Working title:
Engineering Society: Systems Engineering, Computer Simulation, and Interdisciplinary Research in Japan, 1950s–70s
About the project:
My dissertation project deals with the history of the computer simulation method and the formation of the systems engineering field in Japan from the late 1950s to the early 1970s. Although different engineering fields had previously developed their own methods for dealing with complex technological problems, it was not until the 1970s that an interdisciplinary approach called “systems thinking” was widely recognized and adopted by engineers and scientists. Since then, the term “system” acquired a new meaning whereby it no longer simply denoted assemblages of technological entities and objects, but also a method for studying such assemblage. Benefiting from the Japan-US scientific exchange of that time, Japanese engineers in different disciplines, including electric engineering, operations research, control engineering, cybernetics, and system dynamics, began using the method of computer simulation in the late 1950s to implement the system approach.

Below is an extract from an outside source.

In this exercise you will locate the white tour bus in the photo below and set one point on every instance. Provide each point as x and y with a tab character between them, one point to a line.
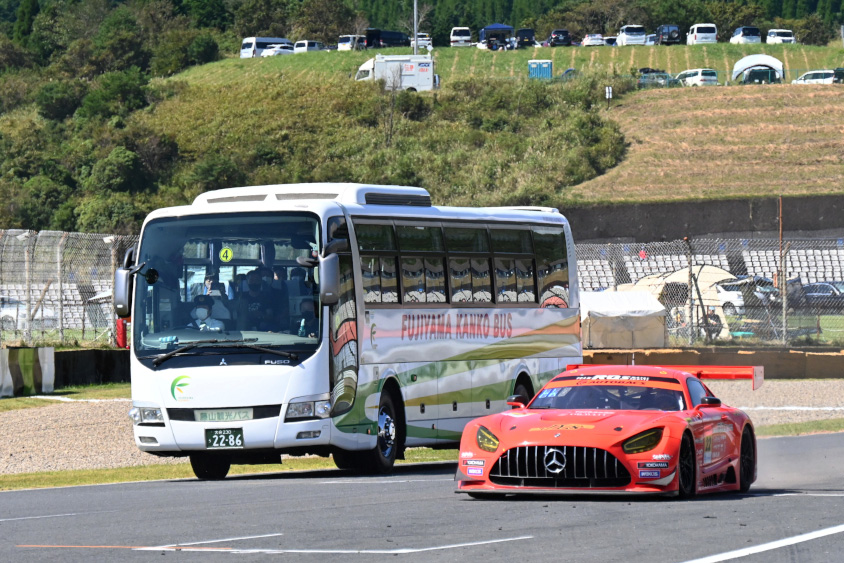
425	317
255	46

Like their US colleagues, some of the engineers pushed for the establishment of a new field called “systems engineering (shisutemu kōgaku)” in Japan and adopted computer simulation as one of the field’s major methods. Focusing on these phenomena, my dissertation project aims to explain why and how Japanese engineers, such as Kodama Yōichi, Kaya Yōichi, and Katagata Zenji, applied and adapted the methods of systems engineering, especially computer simulation, to solve technological and social problems of high complexity and to reveal the dynamics of technological activities in 1970s Japan and engineers’ role in these activities.